Inland Revenue (IR) has recently announced consumer price index (CPI) adjustments to several of its determinations:

  • Determination DET 19/01 – ‘Standard-cost household service for private boarding service providers’ shows the annual adjustment for the 2022 income year (1 April 2021 to 31 March 2022) for the weekly standard-cost for each boarder as $207.00.
  • Determination DET 19/02 – ‘Standard-cost household service for short-stay accommodation’ shows the annual adjustment to the standard-cost household service for short-stay accommodation tor the 2022 income year (1 April 2021 to 31 March 2022) as follows:
  • the daily standard-cost for each guest for an owned dwelling is $55.00; and,
  • the daily standard-cost for each guest for a rented dwelling is $50.00.
  • Determination DET 09/02, ‘Standard-cost household service for childcare providers’ shows the annual adjustment to the standard-cost household service for childcare providers for the 2022 income year (1 April 2021 to 31 March 2022) as follows:
  • the hourly standard cost is $4.00 per hour per child; and,
  • the annual fixed administration and record-keeping fixed standard-cost component is $392 pa for a full 52 weeks of childcare services provided.

New standard practice statement on disputes process

IR has released a draft standard practice statement on the disputes process. It is an 84-page document and combines (and therefore replaces), the two previous SPS’s on the subject matter:

  • SPS 16/05: Disputes resolution process commenced by the Commissioner of Inland Revenue; and,
  • SPS 16/06: Disputes resolution process commenced by a taxpayer.

It’s certainly a sensible move in my view (and one perhaps questions why it was not the case earlier) to have the commentary contained in a single reference document, regardless of which party commences the disputes process.
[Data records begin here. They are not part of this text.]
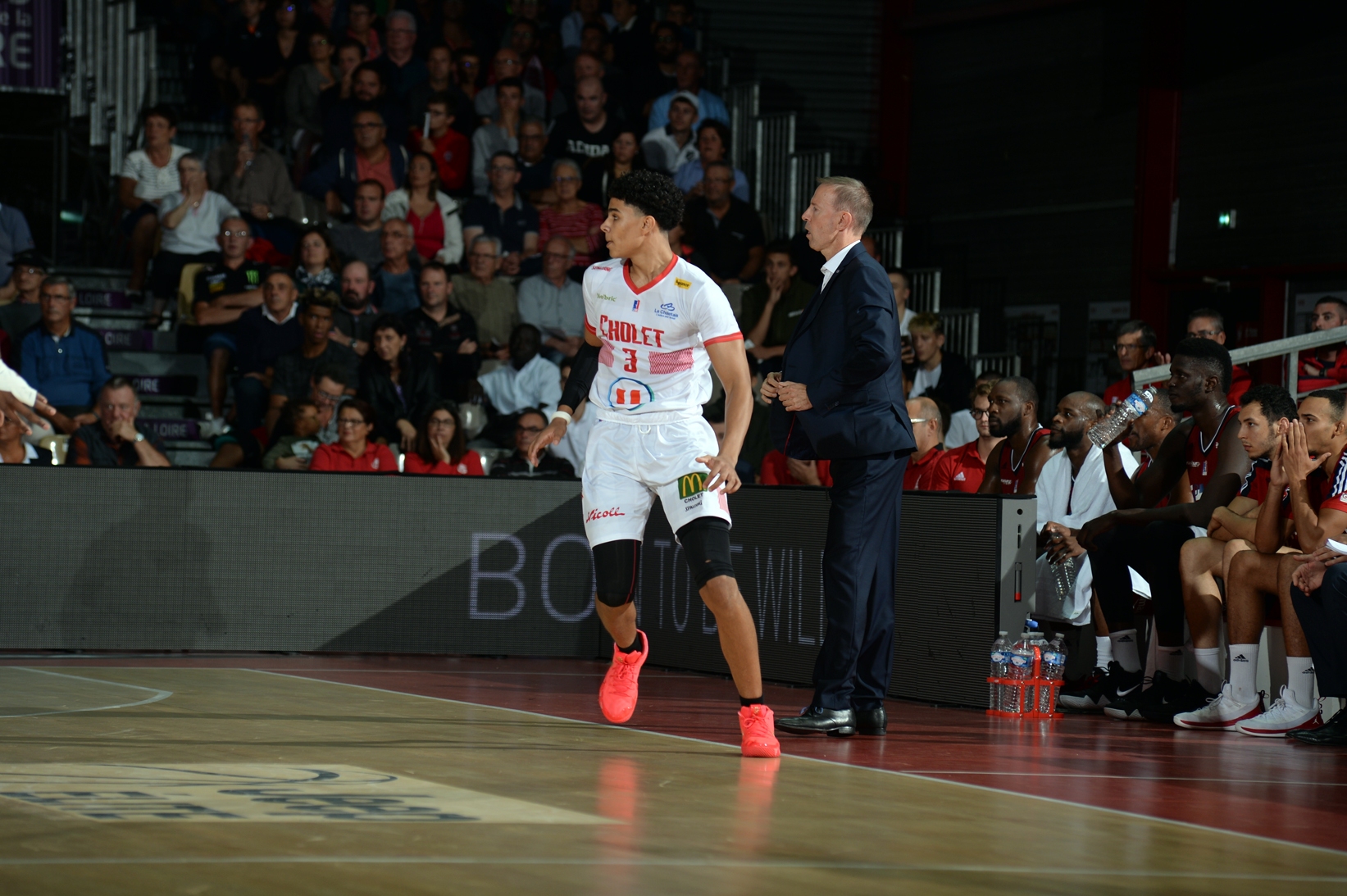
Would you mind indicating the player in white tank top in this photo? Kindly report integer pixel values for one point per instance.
(653, 329)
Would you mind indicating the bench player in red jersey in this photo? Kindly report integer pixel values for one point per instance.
(1149, 538)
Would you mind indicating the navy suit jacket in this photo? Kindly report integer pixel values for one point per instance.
(846, 352)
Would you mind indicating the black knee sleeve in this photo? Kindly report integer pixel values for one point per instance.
(616, 565)
(706, 544)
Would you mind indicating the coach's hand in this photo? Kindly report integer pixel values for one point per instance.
(722, 479)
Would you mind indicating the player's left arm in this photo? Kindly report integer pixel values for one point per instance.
(731, 366)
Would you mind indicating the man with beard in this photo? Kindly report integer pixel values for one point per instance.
(1072, 489)
(1015, 464)
(1149, 538)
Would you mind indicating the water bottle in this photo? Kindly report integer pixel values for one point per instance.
(999, 661)
(1110, 427)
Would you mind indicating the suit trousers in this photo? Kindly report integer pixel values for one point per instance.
(860, 571)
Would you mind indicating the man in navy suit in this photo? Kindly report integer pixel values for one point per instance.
(840, 397)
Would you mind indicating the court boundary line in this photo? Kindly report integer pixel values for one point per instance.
(158, 694)
(830, 762)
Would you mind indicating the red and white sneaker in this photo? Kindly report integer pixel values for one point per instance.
(756, 724)
(617, 693)
(1221, 713)
(1282, 717)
The format of the draft document is a logical flow, commencing with discussion surrounding the issue of assessments including default assessments, and then moving through the various stages of the present disputes process – NOPA, NOR, disputes conference, disclosure notice, SOP, and finally, adjudication.

To wrap up the discussion, there is then a section dedicated to relatable issues such as the statute bar and time bar waivers, disputable decisions, shortfall penalties, opting out of the process and finally, the circumstances under which IR may issue an assessment without first issuing a NOPA (Notice of Proposed Adjustment)

The document reference is ED0240, and if you would like to make a submission, the closing date is 24th June.